Solved – In Bayesian analysis, how to sample from full conditional given uniform prior and normal data likelihood

bayesiangibbsmarkov-chain-montecarlometropolis-hastings

[EDIT]

This question comes from the example of OpenBUGS manual:

Stagnant: a changepoint problem and an illustration of how NOT to do MCMC!

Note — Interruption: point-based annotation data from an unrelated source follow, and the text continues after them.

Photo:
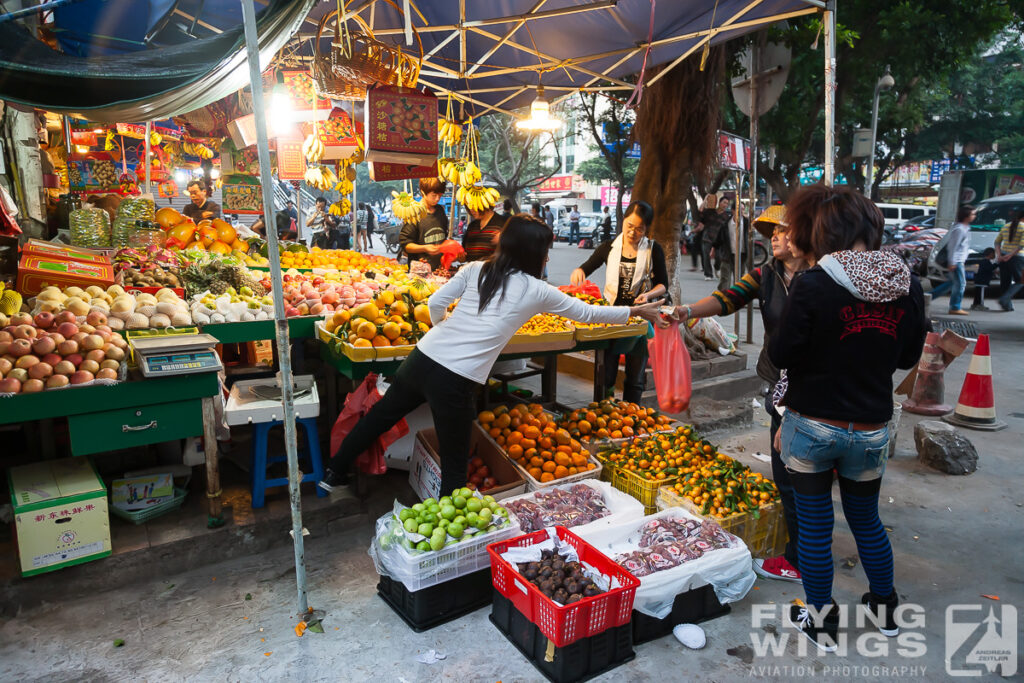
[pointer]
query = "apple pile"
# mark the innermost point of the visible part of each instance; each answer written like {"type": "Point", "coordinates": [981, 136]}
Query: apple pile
{"type": "Point", "coordinates": [53, 350]}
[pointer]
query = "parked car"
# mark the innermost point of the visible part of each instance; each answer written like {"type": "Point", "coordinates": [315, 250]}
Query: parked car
{"type": "Point", "coordinates": [992, 214]}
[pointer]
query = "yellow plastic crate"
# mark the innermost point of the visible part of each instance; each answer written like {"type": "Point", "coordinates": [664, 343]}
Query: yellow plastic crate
{"type": "Point", "coordinates": [643, 489]}
{"type": "Point", "coordinates": [765, 534]}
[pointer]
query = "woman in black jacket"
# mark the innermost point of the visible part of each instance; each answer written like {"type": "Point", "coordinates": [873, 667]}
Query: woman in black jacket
{"type": "Point", "coordinates": [769, 285]}
{"type": "Point", "coordinates": [851, 319]}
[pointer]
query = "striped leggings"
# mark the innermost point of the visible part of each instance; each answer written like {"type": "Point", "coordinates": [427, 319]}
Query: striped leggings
{"type": "Point", "coordinates": [814, 510]}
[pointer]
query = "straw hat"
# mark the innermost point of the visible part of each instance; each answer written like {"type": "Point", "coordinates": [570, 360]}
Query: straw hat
{"type": "Point", "coordinates": [772, 216]}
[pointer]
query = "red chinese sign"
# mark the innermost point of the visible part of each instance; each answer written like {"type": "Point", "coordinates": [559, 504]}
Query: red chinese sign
{"type": "Point", "coordinates": [291, 162]}
{"type": "Point", "coordinates": [385, 171]}
{"type": "Point", "coordinates": [556, 183]}
{"type": "Point", "coordinates": [400, 126]}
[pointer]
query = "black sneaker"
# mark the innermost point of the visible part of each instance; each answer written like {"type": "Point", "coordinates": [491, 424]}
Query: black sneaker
{"type": "Point", "coordinates": [823, 632]}
{"type": "Point", "coordinates": [332, 480]}
{"type": "Point", "coordinates": [884, 610]}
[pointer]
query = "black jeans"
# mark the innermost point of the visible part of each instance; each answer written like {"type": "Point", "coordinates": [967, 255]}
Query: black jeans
{"type": "Point", "coordinates": [636, 370]}
{"type": "Point", "coordinates": [420, 380]}
{"type": "Point", "coordinates": [784, 485]}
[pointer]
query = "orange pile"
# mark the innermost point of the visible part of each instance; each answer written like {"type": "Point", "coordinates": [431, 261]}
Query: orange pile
{"type": "Point", "coordinates": [534, 440]}
{"type": "Point", "coordinates": [612, 419]}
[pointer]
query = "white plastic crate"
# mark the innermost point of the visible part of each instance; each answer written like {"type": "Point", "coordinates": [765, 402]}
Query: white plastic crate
{"type": "Point", "coordinates": [423, 569]}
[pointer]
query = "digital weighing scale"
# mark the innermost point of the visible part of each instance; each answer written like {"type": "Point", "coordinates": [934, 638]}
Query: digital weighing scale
{"type": "Point", "coordinates": [164, 355]}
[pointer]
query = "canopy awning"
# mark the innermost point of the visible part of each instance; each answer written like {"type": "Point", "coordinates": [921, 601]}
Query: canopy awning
{"type": "Point", "coordinates": [494, 53]}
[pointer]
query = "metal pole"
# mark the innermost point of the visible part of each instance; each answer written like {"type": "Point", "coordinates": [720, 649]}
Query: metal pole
{"type": "Point", "coordinates": [755, 152]}
{"type": "Point", "coordinates": [829, 31]}
{"type": "Point", "coordinates": [148, 129]}
{"type": "Point", "coordinates": [285, 377]}
{"type": "Point", "coordinates": [738, 242]}
{"type": "Point", "coordinates": [875, 131]}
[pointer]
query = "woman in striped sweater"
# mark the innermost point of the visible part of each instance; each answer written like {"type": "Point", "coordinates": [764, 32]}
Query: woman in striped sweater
{"type": "Point", "coordinates": [769, 285]}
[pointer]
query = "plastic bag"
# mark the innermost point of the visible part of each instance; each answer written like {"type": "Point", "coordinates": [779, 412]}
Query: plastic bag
{"type": "Point", "coordinates": [588, 288]}
{"type": "Point", "coordinates": [712, 334]}
{"type": "Point", "coordinates": [727, 569]}
{"type": "Point", "coordinates": [357, 403]}
{"type": "Point", "coordinates": [671, 363]}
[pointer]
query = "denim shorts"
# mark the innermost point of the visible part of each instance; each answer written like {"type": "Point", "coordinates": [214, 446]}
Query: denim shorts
{"type": "Point", "coordinates": [811, 446]}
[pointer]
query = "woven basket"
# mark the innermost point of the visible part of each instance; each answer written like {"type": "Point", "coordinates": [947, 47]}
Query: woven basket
{"type": "Point", "coordinates": [363, 61]}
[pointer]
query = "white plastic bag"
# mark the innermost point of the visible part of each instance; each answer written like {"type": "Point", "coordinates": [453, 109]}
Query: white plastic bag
{"type": "Point", "coordinates": [727, 569]}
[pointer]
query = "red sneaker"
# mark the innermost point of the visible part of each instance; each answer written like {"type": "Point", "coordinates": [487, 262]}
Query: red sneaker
{"type": "Point", "coordinates": [776, 567]}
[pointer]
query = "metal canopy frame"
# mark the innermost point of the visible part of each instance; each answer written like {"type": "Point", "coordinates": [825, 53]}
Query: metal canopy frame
{"type": "Point", "coordinates": [501, 32]}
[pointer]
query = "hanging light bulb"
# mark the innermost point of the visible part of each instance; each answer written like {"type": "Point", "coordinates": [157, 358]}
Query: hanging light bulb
{"type": "Point", "coordinates": [540, 116]}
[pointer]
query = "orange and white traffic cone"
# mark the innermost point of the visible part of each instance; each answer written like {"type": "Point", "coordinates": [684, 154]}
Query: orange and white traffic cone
{"type": "Point", "coordinates": [929, 388]}
{"type": "Point", "coordinates": [976, 407]}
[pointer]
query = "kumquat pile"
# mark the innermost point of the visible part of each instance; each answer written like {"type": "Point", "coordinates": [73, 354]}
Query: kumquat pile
{"type": "Point", "coordinates": [723, 486]}
{"type": "Point", "coordinates": [534, 440]}
{"type": "Point", "coordinates": [612, 419]}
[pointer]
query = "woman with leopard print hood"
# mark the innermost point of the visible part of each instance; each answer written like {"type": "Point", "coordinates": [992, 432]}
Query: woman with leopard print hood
{"type": "Point", "coordinates": [850, 322]}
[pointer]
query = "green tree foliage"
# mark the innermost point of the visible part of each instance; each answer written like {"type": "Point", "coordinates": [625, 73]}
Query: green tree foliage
{"type": "Point", "coordinates": [922, 41]}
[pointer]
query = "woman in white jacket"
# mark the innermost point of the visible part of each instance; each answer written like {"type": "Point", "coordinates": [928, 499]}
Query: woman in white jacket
{"type": "Point", "coordinates": [957, 247]}
{"type": "Point", "coordinates": [454, 358]}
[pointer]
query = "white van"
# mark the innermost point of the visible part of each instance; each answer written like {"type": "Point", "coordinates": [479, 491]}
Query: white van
{"type": "Point", "coordinates": [897, 214]}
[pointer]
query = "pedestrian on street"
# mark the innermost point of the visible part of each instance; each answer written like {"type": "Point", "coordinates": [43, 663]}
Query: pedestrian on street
{"type": "Point", "coordinates": [635, 272]}
{"type": "Point", "coordinates": [453, 360]}
{"type": "Point", "coordinates": [574, 225]}
{"type": "Point", "coordinates": [769, 285]}
{"type": "Point", "coordinates": [852, 318]}
{"type": "Point", "coordinates": [957, 247]}
{"type": "Point", "coordinates": [1009, 245]}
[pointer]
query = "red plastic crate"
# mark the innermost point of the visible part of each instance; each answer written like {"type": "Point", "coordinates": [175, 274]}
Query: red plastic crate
{"type": "Point", "coordinates": [565, 625]}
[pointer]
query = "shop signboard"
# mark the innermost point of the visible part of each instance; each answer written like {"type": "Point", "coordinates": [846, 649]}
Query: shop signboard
{"type": "Point", "coordinates": [400, 126]}
{"type": "Point", "coordinates": [734, 152]}
{"type": "Point", "coordinates": [291, 162]}
{"type": "Point", "coordinates": [242, 194]}
{"type": "Point", "coordinates": [556, 183]}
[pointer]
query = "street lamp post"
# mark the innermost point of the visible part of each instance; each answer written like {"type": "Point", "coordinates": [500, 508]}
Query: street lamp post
{"type": "Point", "coordinates": [885, 83]}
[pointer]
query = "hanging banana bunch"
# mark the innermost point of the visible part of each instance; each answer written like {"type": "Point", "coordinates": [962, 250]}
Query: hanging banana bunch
{"type": "Point", "coordinates": [312, 147]}
{"type": "Point", "coordinates": [321, 177]}
{"type": "Point", "coordinates": [406, 207]}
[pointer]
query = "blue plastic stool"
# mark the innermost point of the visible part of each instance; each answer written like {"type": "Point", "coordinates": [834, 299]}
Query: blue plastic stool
{"type": "Point", "coordinates": [259, 460]}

I also asked another question regarding this example.

[END EDIT]

In Bayesian analysis, assume a simple linear regression model with two straight lines that meet at a certain changepoint $c$. The basic setup is as following.
\begin{align*}
Y_i \ & \sim \ N(\alpha + \beta_1 (x_i – c), \sigma^2), \; \text{for } x_i \leq c \; (i = 1, \ldots, k) \\
Y_i \ & \sim \ N(\alpha + \beta_2 (x_i – c), \sigma^2), \; \text{for } x_i > c \; (i = k+1, \ldots, n) \\
\end{align*}
That is, observed $x$'s are ordered from smallest to largest.

The priors are assumed as:
\begin{align*}
\alpha \ & \sim \ N(\mu_{\alpha}, \sigma^2_{\alpha}), \quad \sigma^2 \ \sim \ IG(a, b) \\
\beta_1, \beta_2 \ & \sim \ N(\mu_{\beta}, \sigma^2_{\beta}), \quad c \ \sim \ Unif(c_1, c_2)
\end{align*}
where $c_1, c_2$ are within the observed range of $x$'s.

The data likelihood is then:
\begin{align*}
& p(\mathbf{x}, \mathbf{y}| c,\alpha, \beta_1, \beta_2, \sigma^2) = \prod_{i=1}^{k} p_1(y_i| c, .) \prod_{i=k+1}^{n} p_2(y_i|c,.) \\
& = (2 \pi \sigma^2)^{-n /2} \exp\left\{- \frac{1}{2 \sigma^2} \sum_{i=1}^k (y_i – \alpha – \beta_1 (x_i – c)) ^ 2 \right\} \\
& \quad \times \exp\left\{- \frac{1}{2 \sigma^2} \sum_{i=k+1}^n (y_i – \alpha – \beta_2 (x_i – c)) ^ 2 \right\}
\end{align*}

And the prior for $c$ is $$
c \ \sim \ Unif(c_1, c_2)
$$

My question is, how do I sample from the posterior distribution of $c$ in MCMC?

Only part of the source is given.